My holiday break is coming to an end and it was good to be back in Charlottesville for a spell. I had the chance to spend time with family and friends and rang in the new year with @socialistdogmom’s adorable antifascist dachshunds. I’m heading off on some travels, which includes a trip to Berlin to bring some things out to my flat there, before heading out to my next assignment. Much of the week was spent socializing, traveling, and relaxing so this recap is perhaps a bit lite.

I’ve decided this year that to try writing brief weekly summaries about what I’m doing, reading, working on, etc. The purpose of these posts is just to get myself into a bit of a rhythm of writing and spending more thoughtful time doing things that are meaningful to me. I’ll try to publish these on Saturdays, but that will be modulated by my work/travel/energy levels.

What I’ve read

This piece by the fantastic Kim Kelly looks into what antifascist activism looks like behind the scenes. Kim reached out to me for comment for this a while back, and I was happy that she was able to include my comments on the work being done by the parents and community members in Albemarle Co, Virginia, working with the Hate-Free Schools Coalition to remove the hateful symbols of the Confederacy from our public schools. The piece gives due respect to the amount of research and analysis that gets done in the movement.

Talia Lavin breaks down what she found relevant about BlacKkKlansman in the cultural moment we live in. This movie has a lot of meaning to me, because its dramatic ending scene starts with the August 11 torch march and the August 12 car attack, two critical events in my life. My feelings on the movie are mixed: on the one hand, I think that this media is important and I think it’s necessary to share these messages and reinforce the fact that hate hasn’t gone away; on the other, Spike Lee is profiting off of the trauma of my community and me. Lee did not ask or receive permission from the students and community members that were in the film. And troublingly, they censor the faces of the torch marchers but not the activists opposing them. This is disturbing and dehumanizing.
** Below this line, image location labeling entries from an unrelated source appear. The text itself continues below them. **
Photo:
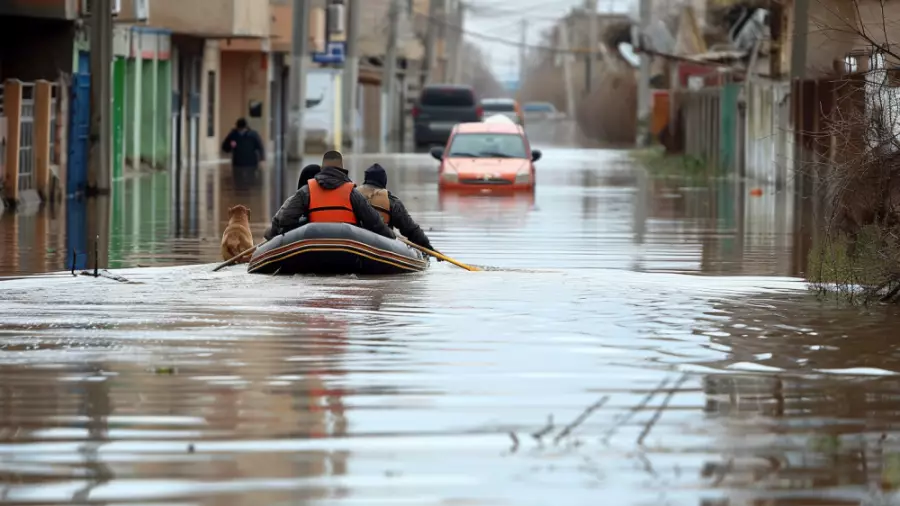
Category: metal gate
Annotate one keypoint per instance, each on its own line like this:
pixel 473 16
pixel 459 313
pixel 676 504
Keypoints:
pixel 54 126
pixel 26 139
pixel 79 127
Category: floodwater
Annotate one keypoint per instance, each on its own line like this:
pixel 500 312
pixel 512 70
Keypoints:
pixel 642 343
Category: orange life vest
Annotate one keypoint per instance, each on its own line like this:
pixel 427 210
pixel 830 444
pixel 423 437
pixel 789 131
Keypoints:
pixel 378 198
pixel 330 206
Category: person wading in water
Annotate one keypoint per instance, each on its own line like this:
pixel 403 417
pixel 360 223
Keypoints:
pixel 247 151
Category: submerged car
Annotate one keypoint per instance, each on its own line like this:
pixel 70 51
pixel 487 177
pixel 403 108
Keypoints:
pixel 490 155
pixel 439 108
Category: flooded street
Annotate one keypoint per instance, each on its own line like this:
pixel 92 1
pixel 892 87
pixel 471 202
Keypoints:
pixel 636 342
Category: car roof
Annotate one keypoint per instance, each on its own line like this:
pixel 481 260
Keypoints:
pixel 542 104
pixel 489 128
pixel 510 101
pixel 438 86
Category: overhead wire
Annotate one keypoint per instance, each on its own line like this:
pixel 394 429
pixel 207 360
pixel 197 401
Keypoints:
pixel 500 40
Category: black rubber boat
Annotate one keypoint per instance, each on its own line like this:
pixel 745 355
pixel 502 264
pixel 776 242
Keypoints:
pixel 335 248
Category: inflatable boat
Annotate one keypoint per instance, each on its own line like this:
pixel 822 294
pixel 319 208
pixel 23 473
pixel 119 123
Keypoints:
pixel 335 248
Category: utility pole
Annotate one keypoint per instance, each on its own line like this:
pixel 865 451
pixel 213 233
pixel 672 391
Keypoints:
pixel 389 77
pixel 430 41
pixel 459 42
pixel 299 54
pixel 644 96
pixel 800 39
pixel 566 54
pixel 523 52
pixel 591 7
pixel 351 72
pixel 100 153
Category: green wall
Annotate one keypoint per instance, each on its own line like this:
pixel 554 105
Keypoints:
pixel 164 112
pixel 118 117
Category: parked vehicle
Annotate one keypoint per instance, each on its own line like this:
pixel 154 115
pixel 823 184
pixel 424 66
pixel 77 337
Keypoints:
pixel 441 107
pixel 506 106
pixel 541 111
pixel 490 156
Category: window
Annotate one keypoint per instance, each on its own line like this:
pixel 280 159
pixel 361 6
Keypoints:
pixel 447 97
pixel 211 103
pixel 487 146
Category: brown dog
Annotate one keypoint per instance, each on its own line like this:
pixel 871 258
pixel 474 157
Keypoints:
pixel 237 237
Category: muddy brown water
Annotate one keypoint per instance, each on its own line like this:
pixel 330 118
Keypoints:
pixel 643 343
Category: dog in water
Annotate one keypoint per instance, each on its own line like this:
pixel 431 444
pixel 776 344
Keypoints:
pixel 237 237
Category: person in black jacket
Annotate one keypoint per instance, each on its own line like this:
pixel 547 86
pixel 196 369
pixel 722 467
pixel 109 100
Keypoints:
pixel 390 207
pixel 308 173
pixel 246 149
pixel 332 176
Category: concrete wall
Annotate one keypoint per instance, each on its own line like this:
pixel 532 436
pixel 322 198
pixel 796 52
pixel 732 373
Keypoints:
pixel 32 48
pixel 212 18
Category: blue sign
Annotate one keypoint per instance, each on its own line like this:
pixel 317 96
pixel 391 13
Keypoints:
pixel 334 53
An excellent take by Andrea González-Ramírez, a Latina woman, on how AOC is exposing deep-rooted fears in conservative minds after an attempt to smear her backfired in an epic way. This bit succinctly summarizes the political moment we could be in if we commit ourselves to it:

At its root, the pushback is related to how the right is largely terrified of the shifting demographics in the country. Ocasio-Cortez, a young Latina from a working class background, has become an avatar for those anxieties, particularly because she defeated one of the most powerful old, white men in the House and she hasn’t shied away from speaking her truth.

What I’m reading

The week ahead

This upcoming week will mostly be re-settling into a routine. I’ve got a bunch of work to do on this blog and on First Vigil. I have about 6 or 7 cases to add that I’ve already researched, and some tooling to write to make it easier to contribute. I’m hoping to get some reading done on my flights and do some work studying German.